William Somerset Maugham (1874 – 1965), British playwright, novelist, and short story writer, earned the distinction of highest paid author of the 1930s. Orphaned at the age of ten and raised by an emotionally cold uncle, Maugham decided to become a doctor, bucking the trend of the men in his family practicing law. When his first book, Liza of Lambeth (1897) became popular and quickly sold-out, Maugham quit practicing medicine to begin writing full-time.
Maugham had an interesting career that shaped much of his writing before and after he became famous. During World War I, he was a Red Cross ambulance driver, he served the British Secret Service in Switzerland and Russia where he witnessed the Bolshevik Revolution of 1917, and he traveled extensively in India and and Southeast Asia.

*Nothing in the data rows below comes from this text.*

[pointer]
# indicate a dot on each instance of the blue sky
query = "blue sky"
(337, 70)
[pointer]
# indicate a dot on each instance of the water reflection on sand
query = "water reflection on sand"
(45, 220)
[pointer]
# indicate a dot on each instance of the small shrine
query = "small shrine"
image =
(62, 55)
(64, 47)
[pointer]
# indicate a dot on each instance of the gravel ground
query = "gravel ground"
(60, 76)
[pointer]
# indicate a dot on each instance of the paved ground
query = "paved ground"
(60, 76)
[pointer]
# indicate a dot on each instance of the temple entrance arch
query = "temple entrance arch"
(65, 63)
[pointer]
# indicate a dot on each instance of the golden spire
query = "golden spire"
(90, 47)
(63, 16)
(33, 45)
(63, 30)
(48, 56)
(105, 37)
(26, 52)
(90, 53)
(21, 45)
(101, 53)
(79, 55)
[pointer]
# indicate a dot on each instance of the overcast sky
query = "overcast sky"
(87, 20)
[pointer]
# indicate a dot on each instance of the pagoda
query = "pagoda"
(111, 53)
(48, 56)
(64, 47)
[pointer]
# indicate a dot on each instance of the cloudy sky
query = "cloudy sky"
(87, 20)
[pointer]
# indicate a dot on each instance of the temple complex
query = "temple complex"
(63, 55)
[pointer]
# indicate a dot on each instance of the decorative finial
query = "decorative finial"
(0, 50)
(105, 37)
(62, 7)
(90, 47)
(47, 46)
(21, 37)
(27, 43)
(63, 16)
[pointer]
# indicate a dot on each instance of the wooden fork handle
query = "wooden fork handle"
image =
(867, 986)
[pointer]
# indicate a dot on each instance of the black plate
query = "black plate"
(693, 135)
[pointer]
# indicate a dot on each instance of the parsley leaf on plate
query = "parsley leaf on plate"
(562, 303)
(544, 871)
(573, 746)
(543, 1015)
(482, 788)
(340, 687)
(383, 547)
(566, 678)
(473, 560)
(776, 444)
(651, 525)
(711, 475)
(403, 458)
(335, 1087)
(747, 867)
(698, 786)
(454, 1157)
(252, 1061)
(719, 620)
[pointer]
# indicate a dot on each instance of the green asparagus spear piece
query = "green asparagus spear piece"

Maugham’s work often blurred fiction and non-fiction elements. He was charged with plagiarism in Vanity Fair by Aleister Crowley, the subject of Maugham’s supernatural thriller, The Magician (1908). That did not seem to stop Maugham’s commercial success. By 1914, Maugham produced ten plays and published ten novels. One of his best regarded works, Of Human Bondage (1915), a semi-autographical piece, was first panned by British and American critics as an overly sentimental romance novel. Then, Theodore Dreiser, influential author and critic, compared it to a Beethoven symphony. The book has never been out of print since. With Dreiser’s kind words, Maugham’s fortunes continued. It was adapted for film at least three times: 1934 (Bette Davis), 1946 (Eleanor Parker), and 1964 (Kim Novak).
Maugham spent World War II in Hollywood, the United States, as one of the most successful authors to profit from film adaptations, credited with at least thirty eight script adaptations for the screen, including The Razor’s Edge in 1946 (Tyrone Power), and 1984 (Bill Murray). His stamina for writing continued with Moon and Six Pence, published in 1919, screenplay for the 1942 movie starring George Sanders,which is a biography of the artist, Paul Gauguin.
Though the majority of his success and fame stems from his memorable prose, we like his observation: “The crown of literature is poetry.”